En faisant preuve d’un tel systématisme, Dupieux oriente son oeuvre vers la variation, et inscrit son travail dans un domaine étrangement partagé avec celui de Gaspar Noé, au moins dans leur évolution. Après un premier long sincère et très réussi (respectivement Steak et Seul contre tous), chacun des deux aura souhaité pousser à bout son système pour en explorer les limites – et par extension celles du médium – perdant de ce fait la volupté au profit du discours (ou de son absence, en l’occurrence). Pour Noé, l’exercice consiste à sonder les ressources de la monstration ; que peut en effet le cinéma face à la violence banalisée par la surmédiatisation? Jusqu’où peut-il aller, au nom d’un prétexte simple comme l’adaptation d’une idée (la réincarnation) ou d’un sentiment (la fatalité de la violence) ? Chez Dupieux, le problème posé est celui de la substance : jusqu’où l’objet culturel, le geste artistique continue-t-il d’exister dans la vacuité? A quel point peut-on ne rien dire? Dans un cas comme dans l’autre, la question est posée de manière explicite à un public qui y répond par son rejet ou son approbation (souvent extrême, dans les deux cas – tous deux provoquent la très simpliste rhétorique qui met dos à dos l’hypothèse de la nullité à celle du génie, sans leur proposer de nuance intermédiaire).

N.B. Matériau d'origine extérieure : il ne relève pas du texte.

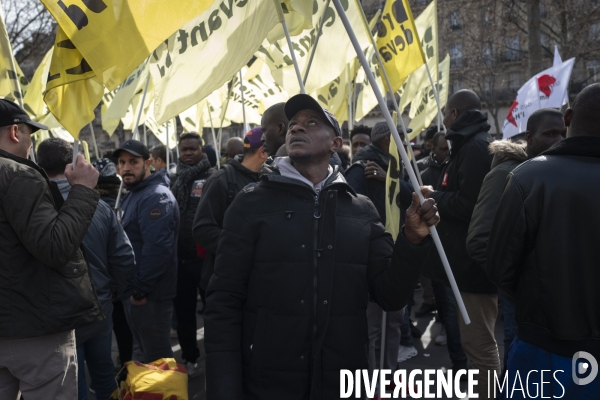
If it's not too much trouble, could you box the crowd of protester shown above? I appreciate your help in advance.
[0,84,600,400]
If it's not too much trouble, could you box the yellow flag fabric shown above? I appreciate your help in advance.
[150,0,278,123]
[42,0,214,90]
[256,0,369,95]
[23,49,53,117]
[408,54,450,139]
[44,27,104,139]
[385,130,402,241]
[377,0,425,92]
[0,5,28,102]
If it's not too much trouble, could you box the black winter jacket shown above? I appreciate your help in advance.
[426,110,497,293]
[204,165,432,400]
[487,136,600,359]
[194,159,258,289]
[0,150,104,337]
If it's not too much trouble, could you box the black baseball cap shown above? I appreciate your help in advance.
[0,99,48,133]
[113,139,150,160]
[283,94,342,137]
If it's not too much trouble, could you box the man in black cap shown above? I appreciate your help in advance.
[0,100,104,400]
[114,140,179,363]
[204,94,438,400]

Il ne faut pas se méprendre cependant, l’humour de branleur est ici à un de ses sommets, et la moquerie outrancière que Dupieux développe à l’égard de son spectateur lui permet de partager le sort des personnages, délicieux parfois. On rit énormément devant Wrong cops, davantage qu’avec les deux précédents qui mettaient en place ce qui est abatu ici. Mais c’est la tout le problème, on a le sentiment d’obtenir un produit dont on aurait eu par avance les schémas. Toute cette élégance à ne rien dire nous fait donc quand même regretter l’échec de Steak, qui ajoutait la sincérité et la vie à tout ce que Wrong cops nous donne déjà dans un camouflet, et nous fait attendre avec impatience Reality, le prochain Dupieux annoncé de longue date qui promet un nouveau départ vers un travail plus profond.